Expelled South African ambassador says new status is 'badge of dignity'
South African ambassador to the United States Ebrahim Rasool, who was expelled from the country and labeled persona non grata by the Trump administration, arrived home on Sunday to a warm welcome, calling his new U.S. status a "badge of dignity." Rasool and his wife were surrounded by crowds gathered at the airport and supporters...

South African ambassador to the United States Ebrahim Rasool, who was expelled from the country and labeled persona non grata by the Trump administration, arrived home on Sunday to a warm welcome, calling his new U.S. status a "badge of dignity."
Rasool and his wife were surrounded by crowds gathered at the airport and supporters sang songs to welcome them. The couple required a police escort to help them through the terminal.
“A declaration of persona non grata is meant to humiliate you,” Rasool said while addressing the crowds with a megaphone.
“But when you return to crowds like this, and with warmth ... like this, then I will wear my persona non grata as a badge of dignity," he said.

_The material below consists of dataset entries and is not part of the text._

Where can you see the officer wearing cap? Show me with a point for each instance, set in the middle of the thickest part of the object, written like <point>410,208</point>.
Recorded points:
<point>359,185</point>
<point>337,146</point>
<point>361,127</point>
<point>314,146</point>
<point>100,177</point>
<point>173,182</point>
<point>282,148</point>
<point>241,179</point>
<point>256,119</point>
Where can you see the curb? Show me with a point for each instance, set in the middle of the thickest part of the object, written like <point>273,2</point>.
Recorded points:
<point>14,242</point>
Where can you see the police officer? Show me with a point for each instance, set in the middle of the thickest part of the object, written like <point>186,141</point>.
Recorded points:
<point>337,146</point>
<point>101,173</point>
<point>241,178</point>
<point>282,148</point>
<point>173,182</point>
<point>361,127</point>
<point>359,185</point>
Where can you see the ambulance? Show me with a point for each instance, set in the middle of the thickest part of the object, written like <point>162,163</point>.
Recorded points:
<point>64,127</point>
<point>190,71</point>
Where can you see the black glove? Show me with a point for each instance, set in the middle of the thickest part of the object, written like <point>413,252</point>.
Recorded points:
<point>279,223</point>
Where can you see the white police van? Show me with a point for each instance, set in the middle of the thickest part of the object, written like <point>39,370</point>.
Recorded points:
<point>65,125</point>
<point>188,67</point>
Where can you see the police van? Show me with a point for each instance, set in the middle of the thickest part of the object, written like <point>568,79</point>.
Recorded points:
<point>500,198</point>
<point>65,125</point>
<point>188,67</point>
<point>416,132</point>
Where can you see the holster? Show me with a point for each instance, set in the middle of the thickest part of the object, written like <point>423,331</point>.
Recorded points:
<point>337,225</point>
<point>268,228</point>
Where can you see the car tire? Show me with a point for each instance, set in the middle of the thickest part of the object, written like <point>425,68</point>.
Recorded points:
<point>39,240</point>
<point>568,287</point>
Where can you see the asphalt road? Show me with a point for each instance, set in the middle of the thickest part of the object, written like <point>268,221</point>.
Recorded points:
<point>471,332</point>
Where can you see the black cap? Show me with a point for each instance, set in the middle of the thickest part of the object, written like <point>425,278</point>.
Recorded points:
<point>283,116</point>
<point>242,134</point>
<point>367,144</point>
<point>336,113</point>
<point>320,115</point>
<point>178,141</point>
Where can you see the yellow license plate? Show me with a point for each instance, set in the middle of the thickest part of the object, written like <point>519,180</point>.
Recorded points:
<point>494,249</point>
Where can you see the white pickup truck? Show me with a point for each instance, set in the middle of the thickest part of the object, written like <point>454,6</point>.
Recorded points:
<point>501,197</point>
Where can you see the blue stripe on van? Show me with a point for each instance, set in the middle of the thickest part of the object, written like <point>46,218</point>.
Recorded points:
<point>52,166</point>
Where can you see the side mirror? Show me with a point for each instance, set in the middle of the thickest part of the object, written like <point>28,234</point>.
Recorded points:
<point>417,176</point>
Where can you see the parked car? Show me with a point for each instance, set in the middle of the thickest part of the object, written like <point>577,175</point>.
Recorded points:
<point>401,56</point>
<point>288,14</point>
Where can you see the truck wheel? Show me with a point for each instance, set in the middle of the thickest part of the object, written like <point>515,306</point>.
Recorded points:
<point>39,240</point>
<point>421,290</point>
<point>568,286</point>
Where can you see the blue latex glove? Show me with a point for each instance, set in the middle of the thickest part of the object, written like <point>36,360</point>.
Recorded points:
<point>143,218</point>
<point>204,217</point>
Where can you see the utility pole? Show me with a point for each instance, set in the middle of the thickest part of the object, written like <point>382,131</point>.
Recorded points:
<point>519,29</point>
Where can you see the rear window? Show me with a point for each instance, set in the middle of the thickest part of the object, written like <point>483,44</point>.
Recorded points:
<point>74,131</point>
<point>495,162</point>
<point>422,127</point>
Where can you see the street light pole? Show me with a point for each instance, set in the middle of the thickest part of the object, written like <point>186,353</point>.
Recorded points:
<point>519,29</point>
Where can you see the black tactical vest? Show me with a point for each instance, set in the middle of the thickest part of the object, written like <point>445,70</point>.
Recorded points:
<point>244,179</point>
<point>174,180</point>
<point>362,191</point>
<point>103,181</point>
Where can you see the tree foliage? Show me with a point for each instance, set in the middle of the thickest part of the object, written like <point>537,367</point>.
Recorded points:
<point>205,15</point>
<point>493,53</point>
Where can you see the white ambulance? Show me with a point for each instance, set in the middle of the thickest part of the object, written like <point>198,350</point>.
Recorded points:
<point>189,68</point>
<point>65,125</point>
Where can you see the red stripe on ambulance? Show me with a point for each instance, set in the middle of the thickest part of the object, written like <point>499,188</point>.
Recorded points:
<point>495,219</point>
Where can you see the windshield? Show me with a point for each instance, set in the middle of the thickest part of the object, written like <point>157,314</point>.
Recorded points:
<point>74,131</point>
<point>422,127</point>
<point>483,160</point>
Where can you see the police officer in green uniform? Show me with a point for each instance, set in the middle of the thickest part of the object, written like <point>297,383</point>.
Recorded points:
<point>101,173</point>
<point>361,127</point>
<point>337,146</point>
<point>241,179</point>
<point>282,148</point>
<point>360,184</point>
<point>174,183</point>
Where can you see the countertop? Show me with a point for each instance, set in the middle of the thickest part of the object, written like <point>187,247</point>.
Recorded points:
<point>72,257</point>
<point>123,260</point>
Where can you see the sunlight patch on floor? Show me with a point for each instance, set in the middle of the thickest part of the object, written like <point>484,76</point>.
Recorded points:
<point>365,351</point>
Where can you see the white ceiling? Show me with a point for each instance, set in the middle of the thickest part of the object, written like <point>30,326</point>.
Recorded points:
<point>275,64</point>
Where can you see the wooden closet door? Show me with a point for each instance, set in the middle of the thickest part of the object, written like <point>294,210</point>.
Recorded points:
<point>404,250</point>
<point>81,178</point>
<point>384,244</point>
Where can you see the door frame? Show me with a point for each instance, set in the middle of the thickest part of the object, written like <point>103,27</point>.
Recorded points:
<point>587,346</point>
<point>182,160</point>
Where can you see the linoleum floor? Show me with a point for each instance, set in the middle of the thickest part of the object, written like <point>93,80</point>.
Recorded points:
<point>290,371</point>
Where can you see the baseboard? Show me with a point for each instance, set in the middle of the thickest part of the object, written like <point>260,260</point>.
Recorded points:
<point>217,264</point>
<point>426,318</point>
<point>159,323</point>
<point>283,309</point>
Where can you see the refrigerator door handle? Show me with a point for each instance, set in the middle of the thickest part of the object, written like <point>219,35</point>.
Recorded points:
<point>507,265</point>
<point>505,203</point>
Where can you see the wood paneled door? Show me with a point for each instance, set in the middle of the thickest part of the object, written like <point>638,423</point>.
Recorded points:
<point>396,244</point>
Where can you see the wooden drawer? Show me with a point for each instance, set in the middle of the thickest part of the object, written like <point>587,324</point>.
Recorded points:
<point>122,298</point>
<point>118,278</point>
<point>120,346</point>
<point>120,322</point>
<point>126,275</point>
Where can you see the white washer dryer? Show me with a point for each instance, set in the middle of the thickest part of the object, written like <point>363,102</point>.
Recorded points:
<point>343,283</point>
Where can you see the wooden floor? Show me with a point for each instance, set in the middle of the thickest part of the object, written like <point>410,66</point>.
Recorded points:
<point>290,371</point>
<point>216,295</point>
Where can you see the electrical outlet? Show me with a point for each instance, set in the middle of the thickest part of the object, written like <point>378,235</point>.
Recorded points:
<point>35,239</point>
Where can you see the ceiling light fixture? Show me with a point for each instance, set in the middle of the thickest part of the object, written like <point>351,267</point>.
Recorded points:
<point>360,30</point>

“It was not our choice to come home, but we come home with no regrets," the diplomat added.
Earlier this month, Secretary of State Marco Rubio declared Rasool “persona non grata” and accused him of being a “race-baiting politician” over his comments criticizing President Trump.
“South Africa’s Ambassador to the United States is no longer welcome in our great country,” Rubio said in a post on X. “Emrahim Rasool is a race-baiting politician who hates America and hates @POTUS. We have nothing to discuss with him and so he is considered PERSONA NON GRATA.”
Rasool had accused Trump of leading a “white supremacist movement” at home and abroad during a video address to a think-tank.
“So in terms of that, the supremacist assault on incumbency, we see it in the domestic politics of the USA, the MAGA movement, the Make America Great Again movement, as a response not simply to a supremacist instinct, but to very clear data that shows great demographic shifts in the USA in which the voting electorate in the USA is projected to become 48 percent white,” Rasool said.
“And so that needs to be factored in, so that we understand some of the things that we think are instinctive, nativist, racist things, I think that there’s data that, for example, would support that, that would go to this wall being built, the deportation movement,” the South Africa diplomat said in comments that led to a strong response from the administration.
Rasool served as South Africa’s ambassador in Washington from 2010 to 2015 and had returned to the position earlier this year.